Arkadaşlar toplanmışlar, bir adam çok sıkıntılı görünüyormuş. Sanki bir yeri ağrıyor ya da bulantısı var gibi görünüyormuş. Arkadaşları “Sıkıntılı görünüyorsun, bir sorunun mu var?” diye sormuşlar.
Adam, “Hiçbir sorunum yok, sadece ayakkabılarım ayağımı sıkıyor,”demiş. Bunu duyan arkadaşlarından biri; “Ayakkabını hemen çıkart da rahatla,” bir diğeri; “Neden ayağını sıkan ayakkabı aldın, derhal yeni bir ayakkabı al,” demiş. Adam; “Benim tek mutluluğum bu. Bu yüzden ayakkabımı değiştirmem,” deyince arkadaşları hep bir ağızdan; “Nasıl bir mutluluk bu böyle!” diye şaşırdıklarını belli etmişler.
Adam; “Kafama takılan bir sürü sorunum var. Bu yüzden çok mutsuzum. Akşam olunca ayağımı sıkan bu ayakkabıyı çıkarınca müthiş bir rahatlama oluyor. Bu yüzden bu benim tek mutluluğum. Onun için bu ayakkabılardan vazgeçemem.”
Herkes mutluluğunu artırmanın yolunu arar ama hikayedeki adamın yaptığı çok saçma. Zaten saçma olduğu için örnek teşkil ediyor. İnsanlar mutlu olmak için dar ayakkabı giymeseler bile ona benzer şeyler ne yazık ki yapıyorlar.
Bir kere çoğu insan hazzı mutluluk sanıyor. Oysa sözlük anlamına göre haz; hoşa giden bir şeyin uyandırdığı duygu, hoşlanma duygusu, hoşlanma, tat alma. Bu durumda haz, hiçbir soruna çözüm üretmez sadece geçici rahatlama sağlar. Rahatlamak amacıyla insanlar; dedikodu yapmak, gezmek, müzik dinlemek, oyun oynamak, seks yapmak, içki içmek gibi bilinen aktiviteler yaparlar. Bunlarla yetinmeyip hayati tehlikesi olan jupping, volkan kayağı, buz tırmanışı, yamaç paraşütü gibi şeyler yapanlar da var.

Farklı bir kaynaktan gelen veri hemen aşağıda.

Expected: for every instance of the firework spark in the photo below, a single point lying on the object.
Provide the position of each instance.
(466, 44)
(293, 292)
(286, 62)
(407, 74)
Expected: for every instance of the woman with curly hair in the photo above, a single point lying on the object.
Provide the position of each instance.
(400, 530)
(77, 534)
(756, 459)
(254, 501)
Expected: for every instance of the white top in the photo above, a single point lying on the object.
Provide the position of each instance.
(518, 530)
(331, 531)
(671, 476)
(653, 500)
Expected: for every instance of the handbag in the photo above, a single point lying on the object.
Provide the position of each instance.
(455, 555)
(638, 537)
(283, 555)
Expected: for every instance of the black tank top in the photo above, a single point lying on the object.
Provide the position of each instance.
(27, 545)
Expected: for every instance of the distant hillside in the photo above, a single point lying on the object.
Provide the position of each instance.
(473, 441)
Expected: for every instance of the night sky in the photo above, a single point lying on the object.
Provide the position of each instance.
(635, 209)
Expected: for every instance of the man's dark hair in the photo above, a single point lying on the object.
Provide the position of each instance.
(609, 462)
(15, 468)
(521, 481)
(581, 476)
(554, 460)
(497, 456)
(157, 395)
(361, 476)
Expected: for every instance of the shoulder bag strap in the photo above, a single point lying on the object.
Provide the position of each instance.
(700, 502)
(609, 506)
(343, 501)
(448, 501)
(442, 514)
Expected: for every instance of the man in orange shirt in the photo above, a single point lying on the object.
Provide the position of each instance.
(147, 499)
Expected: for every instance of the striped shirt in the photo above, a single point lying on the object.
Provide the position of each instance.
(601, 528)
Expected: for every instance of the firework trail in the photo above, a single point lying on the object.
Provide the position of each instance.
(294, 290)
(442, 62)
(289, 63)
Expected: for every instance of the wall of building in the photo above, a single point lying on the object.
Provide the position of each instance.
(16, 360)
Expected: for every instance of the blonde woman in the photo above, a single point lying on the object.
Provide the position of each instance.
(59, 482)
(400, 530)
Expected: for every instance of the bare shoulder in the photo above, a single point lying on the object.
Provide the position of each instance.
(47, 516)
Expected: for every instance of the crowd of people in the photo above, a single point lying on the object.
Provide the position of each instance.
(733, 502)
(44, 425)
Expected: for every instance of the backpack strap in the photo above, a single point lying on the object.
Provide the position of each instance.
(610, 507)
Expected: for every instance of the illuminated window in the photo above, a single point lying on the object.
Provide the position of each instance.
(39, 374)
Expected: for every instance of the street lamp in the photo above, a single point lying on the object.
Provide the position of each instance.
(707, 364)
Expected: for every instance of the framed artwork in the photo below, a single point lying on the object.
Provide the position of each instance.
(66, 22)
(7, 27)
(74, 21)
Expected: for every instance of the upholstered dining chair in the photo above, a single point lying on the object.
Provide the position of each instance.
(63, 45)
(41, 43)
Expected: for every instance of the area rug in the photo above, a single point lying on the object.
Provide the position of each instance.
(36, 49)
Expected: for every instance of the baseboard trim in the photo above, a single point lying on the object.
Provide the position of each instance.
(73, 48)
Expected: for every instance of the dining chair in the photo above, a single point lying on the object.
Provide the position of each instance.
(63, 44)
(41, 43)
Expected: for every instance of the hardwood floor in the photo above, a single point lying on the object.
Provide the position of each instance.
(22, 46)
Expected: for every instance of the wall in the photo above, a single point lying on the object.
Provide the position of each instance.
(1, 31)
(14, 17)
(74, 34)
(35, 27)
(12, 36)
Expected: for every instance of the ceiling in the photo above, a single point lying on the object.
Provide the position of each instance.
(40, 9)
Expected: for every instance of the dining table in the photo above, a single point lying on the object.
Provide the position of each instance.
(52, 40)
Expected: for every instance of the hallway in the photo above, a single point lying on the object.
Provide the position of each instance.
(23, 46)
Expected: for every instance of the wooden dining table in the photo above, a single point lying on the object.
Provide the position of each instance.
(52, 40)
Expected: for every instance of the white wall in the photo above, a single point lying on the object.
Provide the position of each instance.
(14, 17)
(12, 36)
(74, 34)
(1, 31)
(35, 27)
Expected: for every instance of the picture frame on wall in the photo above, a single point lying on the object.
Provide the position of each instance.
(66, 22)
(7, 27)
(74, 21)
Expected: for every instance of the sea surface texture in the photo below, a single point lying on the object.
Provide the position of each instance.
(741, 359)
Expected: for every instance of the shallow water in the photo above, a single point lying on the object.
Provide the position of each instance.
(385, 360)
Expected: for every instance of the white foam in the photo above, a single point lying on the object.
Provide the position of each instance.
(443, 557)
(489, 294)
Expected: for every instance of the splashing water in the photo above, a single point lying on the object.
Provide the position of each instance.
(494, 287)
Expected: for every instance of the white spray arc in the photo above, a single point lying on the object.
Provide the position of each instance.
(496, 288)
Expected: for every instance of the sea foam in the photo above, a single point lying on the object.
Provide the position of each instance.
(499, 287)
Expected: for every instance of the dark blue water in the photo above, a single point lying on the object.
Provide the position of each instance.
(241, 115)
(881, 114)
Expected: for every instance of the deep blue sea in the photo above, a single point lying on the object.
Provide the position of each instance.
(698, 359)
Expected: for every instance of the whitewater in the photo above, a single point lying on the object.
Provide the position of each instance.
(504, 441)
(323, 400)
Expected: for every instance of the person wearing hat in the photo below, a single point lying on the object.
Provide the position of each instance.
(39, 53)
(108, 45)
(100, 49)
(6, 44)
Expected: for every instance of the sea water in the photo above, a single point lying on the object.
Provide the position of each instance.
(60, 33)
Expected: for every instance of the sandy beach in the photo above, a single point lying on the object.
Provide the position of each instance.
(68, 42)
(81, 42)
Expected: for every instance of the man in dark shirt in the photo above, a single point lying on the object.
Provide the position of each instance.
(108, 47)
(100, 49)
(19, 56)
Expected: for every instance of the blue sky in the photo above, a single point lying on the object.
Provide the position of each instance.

Bazıları yararlı şeyler yapmayı mutluluk sanıyor. Örneğin, para kazanmak. Para kazanmak yararlıdır ancak bu yarar amaç olarak görülürse işin rengi değişir. Para kazanmayı amaç edinenler sadece kazanmaya odaklanıyor. O zaman para kazanmaktan başka bir şeyi gözleri görmez oluyor. Halbuki parayı amaç değil araç olarak görenler onu kullanarak, ukdelerini gerçekleştirirler. Böylece içlerine dert olan bazı şeylerden kurtulurlar.
Bazıları da iyiyi mutluluk sanıyor. Örneğin; başarılı olmak, saygın bir birey olmak. Herkesin saygısını kazanmak iyidir ama bedeli vardır. Bunu yapmak isteyenler kendini değil diğerlerini esas alırlar. Böyle olunca mutluluklarını başkalarının insafına teslim etmiş olurlar.
Mutluluğun anlamı; bütün özlemlere eksiksiz ve sürekli olarak ulaşmaktan duyulan kıvanç durumu, olgunluk, kut, saadet, bahtiyarlık. Görüldüğü gibi haz, yarar ve iyilik mutluluğun yanına bile yaklaşamıyor. Haz, yarar ve iyilik için yapılanların dar ayakkabı giymekten pek de bir farkı yok. Hayatı dik bir yokuşa tırmanmak gibi gören, bundan başka çaresi olmadığını düşünen insanlar, azıcık rahatlamayı mutluluk sanıyorlar. Bu durumuna razı olanlara diyeceğimiz yok. Mutlu olmak isteyenler bahtiyarlık peşinde koşmalıdır.